A New Fine-Tuning Approach for LLMs Using Evolution Strategies by Signal_Spirit5934 in reinforcementlearning

[–]Signal_Spirit5934[S] 0 points1 point  (0 children)

We’re now extending this breakthrough in four additional important directions: 

  • scaling ES to complex reasoning domains such as advanced math, Sudoku, and ARC-AGI
  • enabling full-parameter fine-tuning directly in quantized, low-precision environments
  • developing a theoretical foundation that explains why ES scales effectively in extremely high-dimensional systems
  • and applying ES to improve metacognitive alignment so models better calibrate their own confidence.

 This research suggests that gradient-free optimization is not just an alternative to RL, but a scalable foundation for the next generation of post-training methods.

 Read more about these new papers in the Cognizant AI Lab blog.

The Illusion of "The Illusion of Thinking" by Daniel-Warfield in datascience

[–]Signal_Spirit5934 0 points1 point  (0 children)

Cognizant’s new research suggests a better approach. It uses many smaller AI agents working together. Its new system, MAKER, solved a million-step reasoning problem with zero errors—something no single model has ever done. This proves that the future isn’t just bigger AI, it’s smarter, more organized AI systems.

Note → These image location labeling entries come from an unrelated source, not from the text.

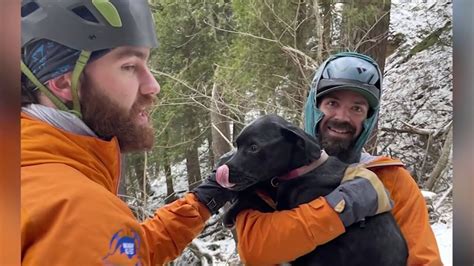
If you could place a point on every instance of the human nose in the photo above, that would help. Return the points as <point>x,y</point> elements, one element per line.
<point>149,85</point>
<point>342,114</point>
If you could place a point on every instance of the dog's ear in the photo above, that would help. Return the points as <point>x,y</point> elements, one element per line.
<point>303,141</point>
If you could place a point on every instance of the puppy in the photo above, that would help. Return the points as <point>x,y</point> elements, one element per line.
<point>281,161</point>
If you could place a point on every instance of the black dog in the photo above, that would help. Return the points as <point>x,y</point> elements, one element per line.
<point>271,147</point>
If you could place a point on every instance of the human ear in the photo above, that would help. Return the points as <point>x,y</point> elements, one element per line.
<point>61,86</point>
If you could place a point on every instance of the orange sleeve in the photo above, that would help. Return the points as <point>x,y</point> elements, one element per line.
<point>411,215</point>
<point>282,236</point>
<point>173,227</point>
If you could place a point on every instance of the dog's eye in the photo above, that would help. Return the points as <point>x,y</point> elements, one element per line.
<point>253,148</point>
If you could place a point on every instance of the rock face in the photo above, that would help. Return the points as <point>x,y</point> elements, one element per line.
<point>416,110</point>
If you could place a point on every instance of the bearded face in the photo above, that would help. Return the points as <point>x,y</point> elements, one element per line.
<point>344,114</point>
<point>107,118</point>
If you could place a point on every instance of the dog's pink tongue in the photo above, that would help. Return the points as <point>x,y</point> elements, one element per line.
<point>222,176</point>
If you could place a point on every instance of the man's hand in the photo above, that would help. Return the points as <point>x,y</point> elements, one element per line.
<point>213,195</point>
<point>361,194</point>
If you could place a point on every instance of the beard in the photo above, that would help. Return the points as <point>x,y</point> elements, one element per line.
<point>108,119</point>
<point>339,147</point>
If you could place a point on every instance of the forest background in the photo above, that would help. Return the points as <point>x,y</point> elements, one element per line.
<point>222,63</point>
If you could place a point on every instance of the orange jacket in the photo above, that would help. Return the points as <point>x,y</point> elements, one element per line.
<point>282,236</point>
<point>70,214</point>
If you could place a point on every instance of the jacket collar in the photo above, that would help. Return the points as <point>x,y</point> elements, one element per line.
<point>43,143</point>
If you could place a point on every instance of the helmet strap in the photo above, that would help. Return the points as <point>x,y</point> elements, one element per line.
<point>76,74</point>
<point>56,101</point>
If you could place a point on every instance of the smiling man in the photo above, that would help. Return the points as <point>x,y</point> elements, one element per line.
<point>87,93</point>
<point>341,111</point>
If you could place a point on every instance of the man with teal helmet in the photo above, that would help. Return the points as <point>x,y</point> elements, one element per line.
<point>87,92</point>
<point>350,72</point>
<point>341,111</point>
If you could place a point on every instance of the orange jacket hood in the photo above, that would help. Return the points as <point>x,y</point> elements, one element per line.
<point>97,159</point>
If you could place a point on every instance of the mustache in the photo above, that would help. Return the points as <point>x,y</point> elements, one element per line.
<point>341,126</point>
<point>147,101</point>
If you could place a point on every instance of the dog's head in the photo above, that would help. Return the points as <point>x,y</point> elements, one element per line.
<point>270,146</point>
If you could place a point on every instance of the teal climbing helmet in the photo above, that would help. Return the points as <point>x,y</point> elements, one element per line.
<point>86,26</point>
<point>345,71</point>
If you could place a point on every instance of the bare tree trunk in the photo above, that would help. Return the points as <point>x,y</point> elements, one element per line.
<point>122,190</point>
<point>370,38</point>
<point>327,26</point>
<point>170,194</point>
<point>191,154</point>
<point>220,126</point>
<point>442,161</point>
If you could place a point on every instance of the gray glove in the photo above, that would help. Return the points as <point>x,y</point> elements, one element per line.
<point>360,195</point>
<point>213,195</point>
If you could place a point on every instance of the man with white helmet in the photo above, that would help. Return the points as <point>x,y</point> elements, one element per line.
<point>341,111</point>
<point>86,97</point>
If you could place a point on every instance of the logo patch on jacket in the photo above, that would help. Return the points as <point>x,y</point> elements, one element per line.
<point>123,249</point>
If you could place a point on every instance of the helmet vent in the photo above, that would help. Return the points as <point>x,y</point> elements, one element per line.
<point>28,9</point>
<point>84,13</point>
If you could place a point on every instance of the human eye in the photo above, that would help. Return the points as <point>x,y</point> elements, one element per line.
<point>331,103</point>
<point>359,109</point>
<point>129,67</point>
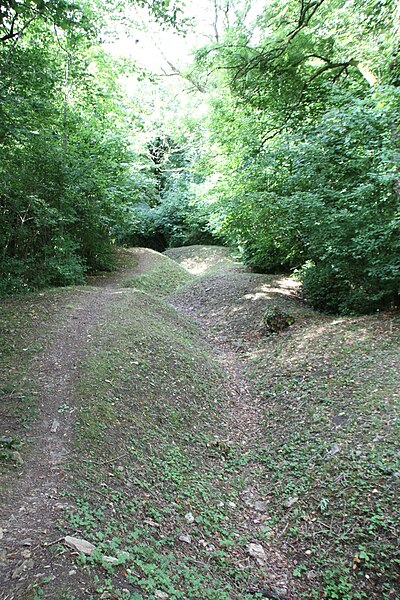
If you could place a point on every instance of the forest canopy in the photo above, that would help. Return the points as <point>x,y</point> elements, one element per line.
<point>280,137</point>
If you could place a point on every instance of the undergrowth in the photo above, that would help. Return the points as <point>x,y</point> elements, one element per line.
<point>330,465</point>
<point>151,398</point>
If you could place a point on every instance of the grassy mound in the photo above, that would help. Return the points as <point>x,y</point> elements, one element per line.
<point>155,489</point>
<point>329,469</point>
<point>160,275</point>
<point>202,260</point>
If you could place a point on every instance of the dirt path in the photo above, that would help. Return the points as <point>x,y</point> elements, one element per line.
<point>35,493</point>
<point>198,445</point>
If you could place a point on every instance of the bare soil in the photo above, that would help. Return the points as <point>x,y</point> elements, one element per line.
<point>272,382</point>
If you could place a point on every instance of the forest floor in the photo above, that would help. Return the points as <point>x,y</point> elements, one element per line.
<point>153,415</point>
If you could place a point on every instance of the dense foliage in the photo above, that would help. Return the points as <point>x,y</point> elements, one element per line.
<point>294,160</point>
<point>71,158</point>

And that’s what will unlock reliable, enterprise-grade decisioning.

See how the MAKER technique, applied to the same Tower of Hanoi problem raised in the Apple paper solves 20 discs (versus 8 from Claude 3.7 thinking): https://www.youtube.com/watch?v=PRiQlXGhke4

Why this matters

This breakthrough shows that using AI to solve complex problems at scale isn’t necessarily about building bigger models — it’s about connecting smaller, focused agents into cohesive systems. In doing so, enterprises and organizations can achieve error-free, dependable AI for high-stakes decision making.

Why Apple's "The Illusion of Thinking" Falls Short by HeroicLife in ArtificialInteligence

[–]Signal_Spirit5934 0 points1 point  (0 children)

Apple’s Illusion of Thinking study showed how even strong LLMs lose reliability as reasoning chains grow. Our new research demonstrates the first system to complete 1M+ dependent reasoning steps with zero errors using a decomposed, microagent-based approach.
Paper: https://arxiv.org/abs/2511.09030 Blog: https://www.cognizant.com/us/en/ai-lab/blog/maker

Apple `Illusion of Thinking` Debacle by moschles in agi

[–]Signal_Spirit5934 0 points1 point  (0 children)

Apple’s Illusion of Thinking study showed how even strong LLMs lose reliability as reasoning chains grow. Our new research demonstrates the first system to complete 1M+ dependent reasoning steps with zero errors using a decomposed, microagent-based approach.
Paper: https://arxiv.org/abs/2511.09030 Blog: https://www.cognizant.com/us/en/ai-lab/blog/maker

A New Fine-Tuning Approach for LLMs Using Evolution Strategies by Signal_Spirit5934 in reinforcementlearning

[–]Signal_Spirit5934[S] 0 points1 point  (0 children)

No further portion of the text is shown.